Relying on plutonium produced at Dimona, Israel has had the ability to fire nuclear warheads since the early 1970s, according to that article, co-authored by Hans M. Kristensen, director of the Nuclear Information Project with the Federation of American Scientists, and Matt Korda, a researcher at the same organization.
Israel's policy of ambiguity suffered a major setback in 1986, when Dimona's activities were exposed by a former technician at the site, Mordechai Vanunu. He provided photographs and descriptions of the reactor to The Sunday Times of London.
Vanunu served 18 years in prison for treason, and is not allowed to meet with foreigners or leave the country.
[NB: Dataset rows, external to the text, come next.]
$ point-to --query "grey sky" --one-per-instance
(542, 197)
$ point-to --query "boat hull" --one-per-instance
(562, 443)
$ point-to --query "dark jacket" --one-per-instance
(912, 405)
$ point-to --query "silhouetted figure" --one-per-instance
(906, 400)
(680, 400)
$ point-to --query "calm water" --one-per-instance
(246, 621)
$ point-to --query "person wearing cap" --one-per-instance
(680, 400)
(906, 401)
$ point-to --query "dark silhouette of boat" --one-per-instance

ISRAEL POSSESSES DOZENS OF NUCLEAR WARHEADS, EXPERTS SAY
Experts estimate Israel has between 80 and 200 nuclear warheads, although they say the lower end of that range is more likely.
Israel also has stockpiled as much as 1,110 kilograms (2,425 pounds) of plutonium, potentially enough to make 277 nuclear weapons, according to the Nuclear Threat Initiative, a global security organization. It has six submarines believed to be capable of launching nuclear cruise missiles, and ballistic missiles believed to be capable of launching a nuclear warhead up to 6,500 kilometers (4,000 miles), the organization says.
Germany has supplied all of the submarines to Israel, which are docked in the northern city of Haifa, according to the article by Kristensen and Korda.
NUCLEAR WEAPONS IN THE MIDDLE EAST POSE RISKS
In the Middle East, where conflicts abound, governments are often unstable, and regional alliances are often shifting, nuclear proliferation is particularly dangerous, said Or Rabinowitz, a scholar at Jerusalem's Hebrew University and a visiting associate professor at Stanford University.
'When nuclear armed states are at war, the world always takes notice because we don't like it when nuclear arsenals ... are available for decision makers,' she said.
Rabinowitz says Israel's military leaders could consider deploying a nuclear weapon if they found themselves facing an extreme threat, such as a weapon of mass destruction being used against them.
Three countries other than Israel have refused to sign the Treaty on the Non-Proliferation of Nuclear Weapons: India, Pakistan and South Sudan. North Korea has withdrawn. Iran has signed the treaty, but it was censured last week, shortly before Israel launched its operation, by the UN's nuclear watchdog — a day before Israel attacked — for violating its obligations.
Israel's policy of ambiguity has helped it evade greater scrutiny, said Susie Snyder at the International Campaign to Abolish Nuclear Weapons, a group that works to promote adherence to the UN treaty.
Its policy has also shined a light on the failure of Western countries to rein in nuclear proliferation in the Middle East, she said.
They 'prefer not to be reminded of their own complicity,' she said.